Of course none of that matters much. What matters is a pretax net loss of $2.35 billion that included $2.55 billion for wildfire-related claims in the quarter and year-to-date claims totaling $6.45 billion. The net loss per share was $3.06, compared to GAAP EPS of $1.09 in the year-ago quarter.
The company’s financial situation is only going to get worse. According to PG&E’s announcement, the company expects an after-tax loss of $6.2 billion to $6.3 billion related the 2017 wildfires, the 2018 Camp fire, enhanced and accelerated electric asset inspections, Chapter 11-related matters, 2019 gas transmission and storage capital disallowance, and the Public Safety Power Shutoff customer bill credit. The company did not provide further guidance.

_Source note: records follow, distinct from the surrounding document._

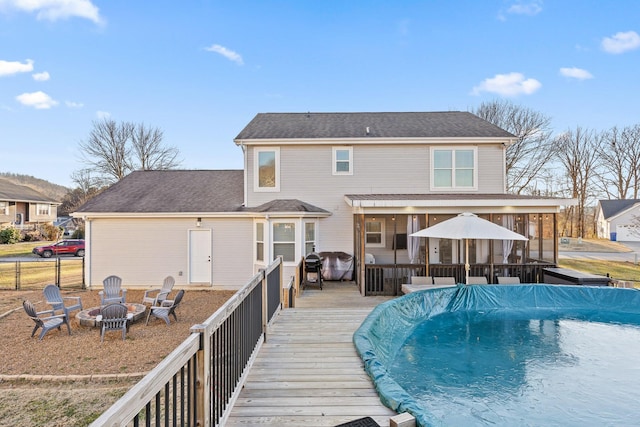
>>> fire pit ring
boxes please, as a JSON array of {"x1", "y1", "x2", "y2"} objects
[{"x1": 76, "y1": 303, "x2": 147, "y2": 327}]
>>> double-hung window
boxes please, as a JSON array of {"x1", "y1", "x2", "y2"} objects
[
  {"x1": 431, "y1": 147, "x2": 477, "y2": 190},
  {"x1": 304, "y1": 222, "x2": 316, "y2": 255},
  {"x1": 365, "y1": 219, "x2": 385, "y2": 247},
  {"x1": 255, "y1": 222, "x2": 265, "y2": 262},
  {"x1": 273, "y1": 222, "x2": 295, "y2": 262},
  {"x1": 0, "y1": 202, "x2": 7, "y2": 215},
  {"x1": 255, "y1": 148, "x2": 280, "y2": 192},
  {"x1": 333, "y1": 147, "x2": 353, "y2": 175}
]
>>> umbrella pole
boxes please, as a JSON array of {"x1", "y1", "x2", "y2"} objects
[{"x1": 465, "y1": 239, "x2": 470, "y2": 285}]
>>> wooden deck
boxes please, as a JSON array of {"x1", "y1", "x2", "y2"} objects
[{"x1": 226, "y1": 281, "x2": 396, "y2": 426}]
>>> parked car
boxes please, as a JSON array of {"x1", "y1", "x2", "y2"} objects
[{"x1": 33, "y1": 239, "x2": 85, "y2": 258}]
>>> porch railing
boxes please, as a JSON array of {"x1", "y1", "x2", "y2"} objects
[
  {"x1": 89, "y1": 257, "x2": 283, "y2": 427},
  {"x1": 364, "y1": 261, "x2": 556, "y2": 296}
]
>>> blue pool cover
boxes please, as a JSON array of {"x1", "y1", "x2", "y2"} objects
[{"x1": 353, "y1": 284, "x2": 640, "y2": 426}]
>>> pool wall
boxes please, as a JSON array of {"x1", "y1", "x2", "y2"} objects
[{"x1": 353, "y1": 284, "x2": 640, "y2": 426}]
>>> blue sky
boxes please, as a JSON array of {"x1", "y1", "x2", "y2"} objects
[{"x1": 1, "y1": 0, "x2": 639, "y2": 188}]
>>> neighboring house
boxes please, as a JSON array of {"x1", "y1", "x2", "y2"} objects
[
  {"x1": 0, "y1": 179, "x2": 60, "y2": 228},
  {"x1": 595, "y1": 199, "x2": 640, "y2": 241},
  {"x1": 73, "y1": 112, "x2": 574, "y2": 292}
]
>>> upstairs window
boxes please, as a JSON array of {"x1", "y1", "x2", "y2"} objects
[
  {"x1": 36, "y1": 203, "x2": 50, "y2": 216},
  {"x1": 333, "y1": 147, "x2": 353, "y2": 175},
  {"x1": 255, "y1": 148, "x2": 280, "y2": 192},
  {"x1": 432, "y1": 148, "x2": 477, "y2": 190}
]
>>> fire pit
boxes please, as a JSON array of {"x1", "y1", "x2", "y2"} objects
[{"x1": 76, "y1": 303, "x2": 147, "y2": 327}]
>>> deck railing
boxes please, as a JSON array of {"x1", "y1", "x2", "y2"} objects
[
  {"x1": 364, "y1": 261, "x2": 556, "y2": 295},
  {"x1": 89, "y1": 257, "x2": 283, "y2": 427}
]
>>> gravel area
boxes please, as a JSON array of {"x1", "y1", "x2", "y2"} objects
[{"x1": 0, "y1": 288, "x2": 235, "y2": 377}]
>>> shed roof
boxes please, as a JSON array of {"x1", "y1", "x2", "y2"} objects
[{"x1": 234, "y1": 111, "x2": 516, "y2": 141}]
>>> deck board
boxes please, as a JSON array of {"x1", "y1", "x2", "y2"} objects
[{"x1": 225, "y1": 281, "x2": 396, "y2": 426}]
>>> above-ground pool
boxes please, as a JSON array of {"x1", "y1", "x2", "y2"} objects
[{"x1": 354, "y1": 285, "x2": 640, "y2": 427}]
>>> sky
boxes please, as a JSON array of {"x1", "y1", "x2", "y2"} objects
[{"x1": 1, "y1": 0, "x2": 639, "y2": 188}]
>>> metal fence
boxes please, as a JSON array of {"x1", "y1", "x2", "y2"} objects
[
  {"x1": 89, "y1": 257, "x2": 283, "y2": 427},
  {"x1": 0, "y1": 258, "x2": 85, "y2": 290}
]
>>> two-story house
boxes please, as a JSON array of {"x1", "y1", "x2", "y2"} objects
[
  {"x1": 73, "y1": 112, "x2": 573, "y2": 293},
  {"x1": 0, "y1": 179, "x2": 60, "y2": 228}
]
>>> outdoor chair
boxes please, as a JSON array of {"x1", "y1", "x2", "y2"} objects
[
  {"x1": 43, "y1": 284, "x2": 83, "y2": 319},
  {"x1": 98, "y1": 303, "x2": 131, "y2": 342},
  {"x1": 146, "y1": 290, "x2": 184, "y2": 326},
  {"x1": 497, "y1": 276, "x2": 521, "y2": 284},
  {"x1": 100, "y1": 275, "x2": 127, "y2": 305},
  {"x1": 411, "y1": 276, "x2": 433, "y2": 285},
  {"x1": 433, "y1": 277, "x2": 456, "y2": 286},
  {"x1": 23, "y1": 300, "x2": 71, "y2": 341},
  {"x1": 142, "y1": 275, "x2": 175, "y2": 306},
  {"x1": 467, "y1": 276, "x2": 489, "y2": 285}
]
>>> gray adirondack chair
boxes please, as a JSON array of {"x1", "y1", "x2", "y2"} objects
[
  {"x1": 142, "y1": 276, "x2": 175, "y2": 306},
  {"x1": 146, "y1": 290, "x2": 184, "y2": 325},
  {"x1": 100, "y1": 275, "x2": 126, "y2": 305},
  {"x1": 23, "y1": 300, "x2": 71, "y2": 340},
  {"x1": 43, "y1": 284, "x2": 83, "y2": 319},
  {"x1": 98, "y1": 303, "x2": 130, "y2": 342}
]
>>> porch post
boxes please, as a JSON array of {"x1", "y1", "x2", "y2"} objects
[{"x1": 357, "y1": 213, "x2": 365, "y2": 295}]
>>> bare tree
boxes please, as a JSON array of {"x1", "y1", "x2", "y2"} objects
[
  {"x1": 58, "y1": 169, "x2": 107, "y2": 215},
  {"x1": 555, "y1": 127, "x2": 601, "y2": 238},
  {"x1": 79, "y1": 119, "x2": 134, "y2": 183},
  {"x1": 78, "y1": 119, "x2": 181, "y2": 184},
  {"x1": 130, "y1": 123, "x2": 180, "y2": 170},
  {"x1": 472, "y1": 100, "x2": 557, "y2": 195},
  {"x1": 593, "y1": 125, "x2": 640, "y2": 199}
]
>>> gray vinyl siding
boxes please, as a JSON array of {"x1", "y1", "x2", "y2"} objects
[
  {"x1": 245, "y1": 143, "x2": 506, "y2": 253},
  {"x1": 85, "y1": 217, "x2": 254, "y2": 290}
]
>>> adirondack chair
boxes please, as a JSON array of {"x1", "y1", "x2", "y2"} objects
[
  {"x1": 43, "y1": 284, "x2": 83, "y2": 319},
  {"x1": 146, "y1": 290, "x2": 184, "y2": 325},
  {"x1": 98, "y1": 303, "x2": 131, "y2": 342},
  {"x1": 23, "y1": 300, "x2": 71, "y2": 340},
  {"x1": 99, "y1": 275, "x2": 126, "y2": 305},
  {"x1": 142, "y1": 276, "x2": 175, "y2": 306}
]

Bill Johnson, PG&E’s CEO and president, said:
We continue to make progress in our efforts to move expeditiously through the Chapter 11 process, and remain focused on a fair and prompt resolution of wildfire victims’ claims, while continuing to support California’s clean energy future. We also remain dedicated to the safe operation of our gas and electric systems, and in particular, to reducing the risk of wildfire in our communities.
The biggest risk for PG&E stockholders is a warning from the judge in the company’s bankruptcy case that new fires caused by PG&E equipment could result in ending the bankruptcy protection case, wiping out shareholders and auctioning off the utility’s assets.
The second-biggest risk to shareholders is that bondholders could accomplish much the same result if the bankruptcy judge sides with investment firms led by Elliott Management and Pacific Investment Management (Pimco) that have sided with wildfire victims and presented a plan that would wipe out shareholders.
For what it’s worth, analysts are estimating fourth-quarter adjusted EPS of $0.73 and revenues of $4.27 billion. For the full year, estimates call for $3.87 in EPS and revenues of $17.57 billion.
Thursday morning, PG&E stock traded down about 4.8%, at $6.55 in a 52-week range of $3.55 to $49.24. The 12-month consensus price target is $14.50, proving once again that there are cock-eyed optimists aplenty.